Stealth?

In a town this size, there’s no place to hide
Everywhere you go you meet someone you know
— John Prine

The whole setup seems sketchy. It’s the only place I know in town with its principal entrance in an alley. You park out of sight from the street – nestled in the midst of single-story warehouses and a low-income apartment building. It feels like a great big secret. And I suppose it is. MacGregor Behavioral Health – this is where my therapist practices. This is where I go to talk about anxiety and OCD.

I spent most of my adult-life living in Washington, DC. Unless you’ve lived in a small town, it’s hard to comprehend how invisible you are in a city. Surrounded by a million people, the odds of running into someone you know anywhere outside of your neighborhood is mathematically unlikely. Sure you cross paths with the same people time and again – on your commute, or at the gym, at the place you buy your lunch – but these are people you only know from this context. When you run into a person from the lunch-counter at your gym, you both smile and say small world.

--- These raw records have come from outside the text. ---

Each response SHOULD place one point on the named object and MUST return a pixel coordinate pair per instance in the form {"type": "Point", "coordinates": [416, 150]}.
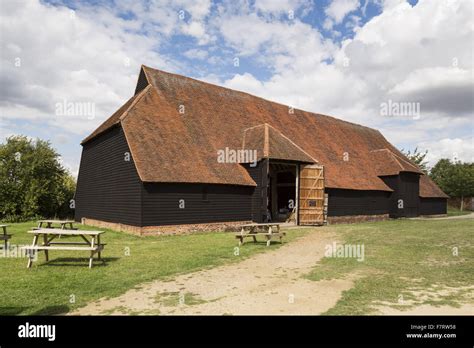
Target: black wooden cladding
{"type": "Point", "coordinates": [357, 202]}
{"type": "Point", "coordinates": [109, 189]}
{"type": "Point", "coordinates": [433, 206]}
{"type": "Point", "coordinates": [406, 191]}
{"type": "Point", "coordinates": [202, 203]}
{"type": "Point", "coordinates": [108, 186]}
{"type": "Point", "coordinates": [259, 174]}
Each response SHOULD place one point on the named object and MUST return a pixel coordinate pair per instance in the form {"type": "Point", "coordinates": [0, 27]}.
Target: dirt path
{"type": "Point", "coordinates": [466, 216]}
{"type": "Point", "coordinates": [268, 283]}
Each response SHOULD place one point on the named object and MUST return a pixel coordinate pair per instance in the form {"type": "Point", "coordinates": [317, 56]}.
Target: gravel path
{"type": "Point", "coordinates": [267, 283]}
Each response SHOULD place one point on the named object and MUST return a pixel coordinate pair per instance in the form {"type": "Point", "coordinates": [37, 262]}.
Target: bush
{"type": "Point", "coordinates": [33, 183]}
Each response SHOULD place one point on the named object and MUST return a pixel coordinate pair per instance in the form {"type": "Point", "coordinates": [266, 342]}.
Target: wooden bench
{"type": "Point", "coordinates": [62, 224]}
{"type": "Point", "coordinates": [249, 231]}
{"type": "Point", "coordinates": [93, 245]}
{"type": "Point", "coordinates": [5, 236]}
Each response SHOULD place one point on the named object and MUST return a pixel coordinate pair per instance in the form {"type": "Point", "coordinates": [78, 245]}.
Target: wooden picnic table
{"type": "Point", "coordinates": [62, 224]}
{"type": "Point", "coordinates": [250, 230]}
{"type": "Point", "coordinates": [90, 242]}
{"type": "Point", "coordinates": [5, 236]}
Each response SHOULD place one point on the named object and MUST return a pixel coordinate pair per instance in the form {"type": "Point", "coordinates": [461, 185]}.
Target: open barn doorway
{"type": "Point", "coordinates": [282, 197]}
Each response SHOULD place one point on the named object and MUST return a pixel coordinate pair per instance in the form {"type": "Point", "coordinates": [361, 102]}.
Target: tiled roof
{"type": "Point", "coordinates": [176, 126]}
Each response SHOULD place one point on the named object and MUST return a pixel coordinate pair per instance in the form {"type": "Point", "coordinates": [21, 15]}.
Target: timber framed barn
{"type": "Point", "coordinates": [183, 154]}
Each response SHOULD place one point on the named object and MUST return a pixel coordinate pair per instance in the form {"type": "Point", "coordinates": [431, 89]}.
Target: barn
{"type": "Point", "coordinates": [183, 154]}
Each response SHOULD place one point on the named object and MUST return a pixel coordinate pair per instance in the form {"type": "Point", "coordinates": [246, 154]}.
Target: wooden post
{"type": "Point", "coordinates": [30, 258]}
{"type": "Point", "coordinates": [297, 194]}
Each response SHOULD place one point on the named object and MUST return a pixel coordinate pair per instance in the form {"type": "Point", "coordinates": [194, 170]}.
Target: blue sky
{"type": "Point", "coordinates": [344, 58]}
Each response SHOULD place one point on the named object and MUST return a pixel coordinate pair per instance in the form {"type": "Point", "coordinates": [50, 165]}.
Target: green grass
{"type": "Point", "coordinates": [456, 212]}
{"type": "Point", "coordinates": [402, 258]}
{"type": "Point", "coordinates": [48, 287]}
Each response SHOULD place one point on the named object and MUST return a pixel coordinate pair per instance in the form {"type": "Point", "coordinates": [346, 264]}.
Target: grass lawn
{"type": "Point", "coordinates": [66, 282]}
{"type": "Point", "coordinates": [406, 263]}
{"type": "Point", "coordinates": [456, 212]}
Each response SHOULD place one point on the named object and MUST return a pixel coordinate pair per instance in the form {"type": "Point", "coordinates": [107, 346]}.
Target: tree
{"type": "Point", "coordinates": [455, 178]}
{"type": "Point", "coordinates": [418, 158]}
{"type": "Point", "coordinates": [33, 183]}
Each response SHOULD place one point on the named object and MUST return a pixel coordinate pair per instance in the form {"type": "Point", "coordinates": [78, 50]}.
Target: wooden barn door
{"type": "Point", "coordinates": [311, 195]}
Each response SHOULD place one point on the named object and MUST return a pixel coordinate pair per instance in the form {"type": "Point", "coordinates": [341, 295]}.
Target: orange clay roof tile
{"type": "Point", "coordinates": [176, 126]}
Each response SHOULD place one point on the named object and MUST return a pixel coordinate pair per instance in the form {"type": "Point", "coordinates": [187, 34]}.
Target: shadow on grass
{"type": "Point", "coordinates": [52, 310]}
{"type": "Point", "coordinates": [12, 310]}
{"type": "Point", "coordinates": [78, 262]}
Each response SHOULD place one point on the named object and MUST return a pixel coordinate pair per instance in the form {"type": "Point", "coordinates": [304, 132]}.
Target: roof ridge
{"type": "Point", "coordinates": [292, 142]}
{"type": "Point", "coordinates": [137, 99]}
{"type": "Point", "coordinates": [254, 96]}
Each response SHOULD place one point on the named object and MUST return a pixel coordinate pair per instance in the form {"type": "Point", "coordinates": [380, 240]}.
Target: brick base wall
{"type": "Point", "coordinates": [350, 219]}
{"type": "Point", "coordinates": [166, 230]}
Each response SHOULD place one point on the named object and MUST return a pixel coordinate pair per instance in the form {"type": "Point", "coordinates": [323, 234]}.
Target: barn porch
{"type": "Point", "coordinates": [295, 193]}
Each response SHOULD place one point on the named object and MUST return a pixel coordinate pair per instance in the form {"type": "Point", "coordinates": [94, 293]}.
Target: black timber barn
{"type": "Point", "coordinates": [185, 152]}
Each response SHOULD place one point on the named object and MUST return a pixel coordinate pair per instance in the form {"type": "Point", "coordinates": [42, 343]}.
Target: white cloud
{"type": "Point", "coordinates": [339, 9]}
{"type": "Point", "coordinates": [454, 149]}
{"type": "Point", "coordinates": [196, 54]}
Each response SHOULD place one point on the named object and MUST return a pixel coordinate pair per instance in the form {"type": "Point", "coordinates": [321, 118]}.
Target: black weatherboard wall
{"type": "Point", "coordinates": [357, 202]}
{"type": "Point", "coordinates": [109, 189]}
{"type": "Point", "coordinates": [406, 190]}
{"type": "Point", "coordinates": [108, 186]}
{"type": "Point", "coordinates": [203, 203]}
{"type": "Point", "coordinates": [433, 206]}
{"type": "Point", "coordinates": [259, 174]}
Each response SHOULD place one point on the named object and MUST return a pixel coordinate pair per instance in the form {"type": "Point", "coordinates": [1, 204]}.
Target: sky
{"type": "Point", "coordinates": [402, 67]}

When I moved to Gettysburg, the first person I met was the children’s room librarian. I was reading a story to Sophie, when Andrea came up and introduced herself. Obviously a bookish adult, I was someone she thought she should meet. The next day, while walking to the post office, I crossed paths with Andrea in a park. And that’s how it is here. There are thirty-thousand people living Gettysburg and its suburbs. Therefore, I see the same people all over town several times a week. I learned almost immediately that when another driver is being annoying, don’t honk the horn. The chances are high that it’s my kid’s teacher.

The waiting room at MacGregor’s is small and stark. Only three therapists work there. I’m often alone while awaiting my appointment, but more likely, another person will be there at the same time. There’s almost nothing to look at in the waiting room, except two paintings on opposite walls of the room.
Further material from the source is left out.